Slaughtering the Opposition
So Ezra and Matt don't like Anne-Marie Slaughter, whose new book, The Idea That Is America, has just come out. I haven't read the book, but like Ezra and Matt, I've met Slaughter and heard her speak. I'm generally a huge fan of her ideas and approach to foreign policy, which is distinctly Wilsonian internationalist in the sense that Wilson meant it (i.e., creating alliances and strengthening international organizations rather than "spreading democracy."
With that in mind, let's dispense with Matt's objections first, because they're the easiest to dismiss. Matt thinks Slaughter is "soft and gentle," and he doesn't "have confidence that she's willing to make the tough decisions to deal with the rogue immoral elites that are destroying the planet." Well, I've got news for Matt. In academia, if you've attained tenure by age forty-four, that's quite an achievement. But at age forty-four, Anne-Marie Slaughter had gotten herself named Dean of the Woodrow Wilson School of International Relations at Princeton -- while being a woman in what is still largely a man's field, as well as a wife and mother.
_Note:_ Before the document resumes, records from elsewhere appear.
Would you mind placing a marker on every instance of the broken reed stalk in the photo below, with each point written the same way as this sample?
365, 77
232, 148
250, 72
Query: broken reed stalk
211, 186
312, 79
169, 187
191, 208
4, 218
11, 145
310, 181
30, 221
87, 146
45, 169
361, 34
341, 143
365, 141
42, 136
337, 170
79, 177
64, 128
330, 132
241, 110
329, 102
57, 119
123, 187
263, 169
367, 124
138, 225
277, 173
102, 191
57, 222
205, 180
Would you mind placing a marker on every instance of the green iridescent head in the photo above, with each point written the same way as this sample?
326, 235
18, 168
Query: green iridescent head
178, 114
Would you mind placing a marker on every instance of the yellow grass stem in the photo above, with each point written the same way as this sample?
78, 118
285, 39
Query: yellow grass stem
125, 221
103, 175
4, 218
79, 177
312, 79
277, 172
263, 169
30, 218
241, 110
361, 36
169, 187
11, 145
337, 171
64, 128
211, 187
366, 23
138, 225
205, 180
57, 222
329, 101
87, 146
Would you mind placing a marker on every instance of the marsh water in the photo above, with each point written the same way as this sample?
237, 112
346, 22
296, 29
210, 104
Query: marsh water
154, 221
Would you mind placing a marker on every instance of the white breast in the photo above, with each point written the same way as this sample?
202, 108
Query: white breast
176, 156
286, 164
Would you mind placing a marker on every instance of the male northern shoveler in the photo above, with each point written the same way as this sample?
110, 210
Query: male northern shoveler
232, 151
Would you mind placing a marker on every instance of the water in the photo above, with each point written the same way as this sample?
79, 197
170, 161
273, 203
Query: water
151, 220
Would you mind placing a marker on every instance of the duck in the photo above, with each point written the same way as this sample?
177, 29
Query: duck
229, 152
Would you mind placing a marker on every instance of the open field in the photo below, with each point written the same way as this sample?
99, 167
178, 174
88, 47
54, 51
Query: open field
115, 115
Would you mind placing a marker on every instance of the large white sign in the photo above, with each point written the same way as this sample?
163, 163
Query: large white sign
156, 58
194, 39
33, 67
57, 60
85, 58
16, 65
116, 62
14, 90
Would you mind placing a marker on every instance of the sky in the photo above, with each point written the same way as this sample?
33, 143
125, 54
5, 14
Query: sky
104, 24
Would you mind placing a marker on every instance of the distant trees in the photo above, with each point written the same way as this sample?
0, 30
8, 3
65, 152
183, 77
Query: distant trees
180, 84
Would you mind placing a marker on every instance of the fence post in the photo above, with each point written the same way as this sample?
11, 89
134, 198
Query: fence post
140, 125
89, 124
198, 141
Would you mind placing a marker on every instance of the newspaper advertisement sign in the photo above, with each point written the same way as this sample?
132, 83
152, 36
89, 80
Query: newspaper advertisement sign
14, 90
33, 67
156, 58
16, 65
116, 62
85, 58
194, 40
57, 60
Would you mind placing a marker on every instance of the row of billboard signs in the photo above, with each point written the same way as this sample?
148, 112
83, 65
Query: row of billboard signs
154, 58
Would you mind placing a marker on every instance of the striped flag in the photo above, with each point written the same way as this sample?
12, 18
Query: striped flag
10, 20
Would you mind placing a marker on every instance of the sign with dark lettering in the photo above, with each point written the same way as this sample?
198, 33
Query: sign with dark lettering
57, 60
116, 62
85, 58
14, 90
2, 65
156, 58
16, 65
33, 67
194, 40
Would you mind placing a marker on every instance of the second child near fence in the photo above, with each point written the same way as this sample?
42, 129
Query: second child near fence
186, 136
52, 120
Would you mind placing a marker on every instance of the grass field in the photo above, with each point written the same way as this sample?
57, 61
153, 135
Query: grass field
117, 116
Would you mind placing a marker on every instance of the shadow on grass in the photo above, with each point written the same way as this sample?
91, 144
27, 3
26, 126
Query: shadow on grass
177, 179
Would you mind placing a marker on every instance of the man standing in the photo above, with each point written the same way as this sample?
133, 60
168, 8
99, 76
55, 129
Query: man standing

Let me tell you, any woman that can attain that high a peak in that little a timespan in that closed a field is not "soft and gentle," she's ambitious and tough as nails. So Matt fell for her disarming "gentleness," which I saw too when I heard her speak -- she was saying how she needed to talk fast because her kids would miss her if she didn't get home soon -- but that doesn't mean Mahmoud Abbas and Kim Jong Il and Mahmoud Ahmadinejad aren't going to realize very quickly that this lady can put the kibosh on them really fast if they don't shape up. When you think of Anne-Marie Slaughter, don't think of Condi Rice, think of Madeleine Albright -- and then imagine her bombing the heck out of Serbia, and you'll get a pretty accurate picture.